The centre also features 78 hectares of nursery vineyards, a project that began 15 years ago and now has the ability to yield up to two million plants a year.
There are over 2,000 combinations of rootstocks and clones possible within the nursery, which is managed by Valdivia.
Having opened last month, the CRI will conduct research into genetic material, viticulture, winemaking processes and product design in a bid to improve the efficiency of grape growing and winemaking across the country.
“This project highlights Concha y Toro’s commitment to the long-term health of our country’s wine industry.
“Our goal is to support advancements in plant production, improving not only the quality of our vines, but also the performance of grape growers in the area.
“It has huge implications for our industry, and will lead to new and heightened standards of excellence and the enhanced ability to compete”, said Eduardo Guilisasti, CEO of Concha y Toro.

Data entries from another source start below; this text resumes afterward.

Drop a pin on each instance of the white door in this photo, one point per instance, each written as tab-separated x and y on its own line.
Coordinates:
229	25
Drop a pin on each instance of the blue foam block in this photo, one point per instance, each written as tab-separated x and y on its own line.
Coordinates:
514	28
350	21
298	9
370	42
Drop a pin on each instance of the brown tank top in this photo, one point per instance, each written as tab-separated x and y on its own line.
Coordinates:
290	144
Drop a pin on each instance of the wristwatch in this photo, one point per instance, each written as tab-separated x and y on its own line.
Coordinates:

The CRI has partnered with UC Davis in California and with the Mercier Groupe, France’s largest vine producer, on the project.

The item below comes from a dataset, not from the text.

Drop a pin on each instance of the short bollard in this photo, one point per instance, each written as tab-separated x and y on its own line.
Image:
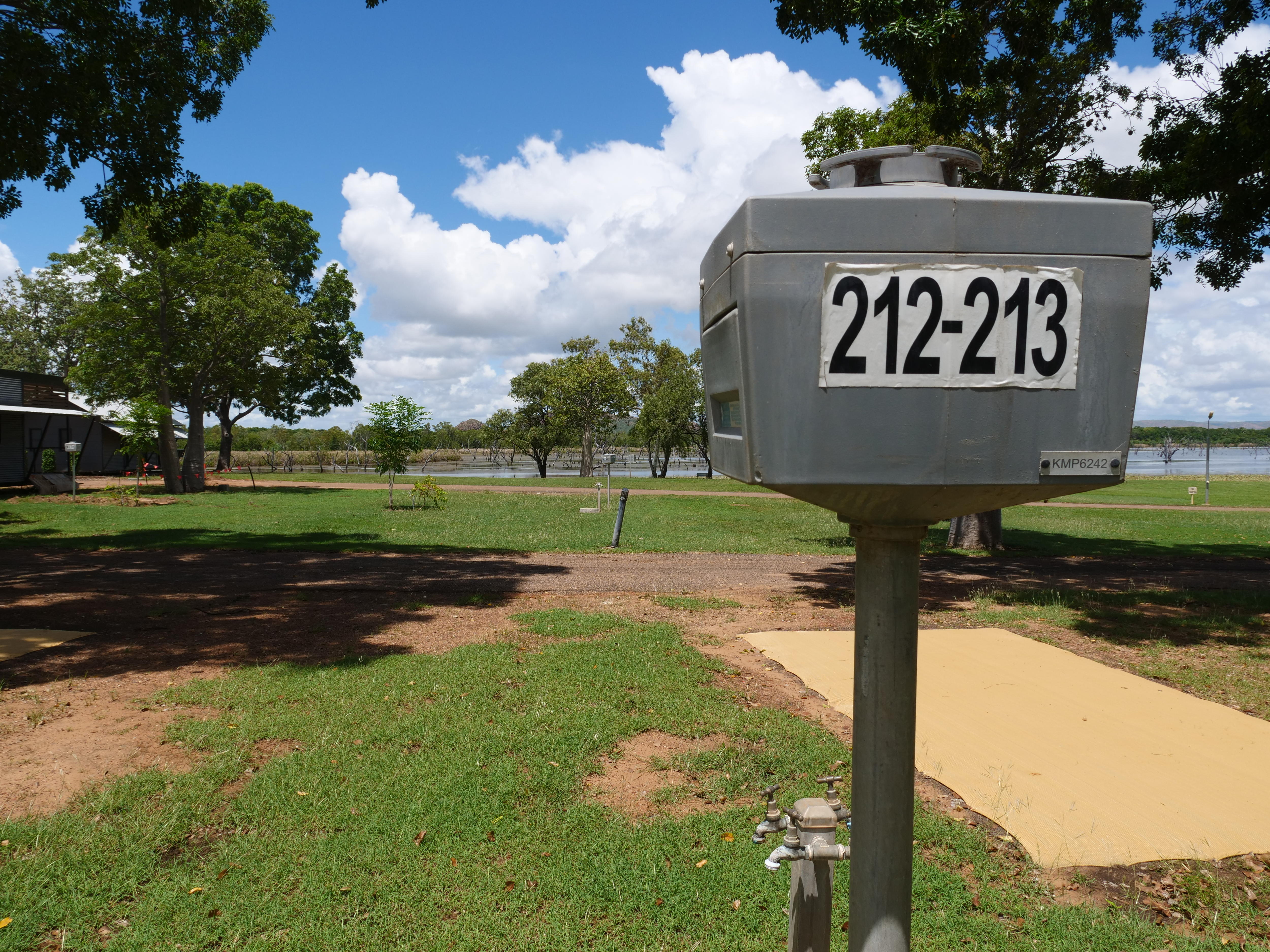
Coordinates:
622	513
811	850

“We wanted to contribute to the growth and development of the industry. To do this, we will promote the results and good practices so they can be adopted by the industry”, said Gerard Casaubon, director of the CRI.
The decision to locate the centre within a 1,000-hectare vineyard a considerable distance from Santiago was deliberate as the company believes that the future of the Chilean wine industry lies down south rather than in the drought-riddled north.
Source | The Drinks Business.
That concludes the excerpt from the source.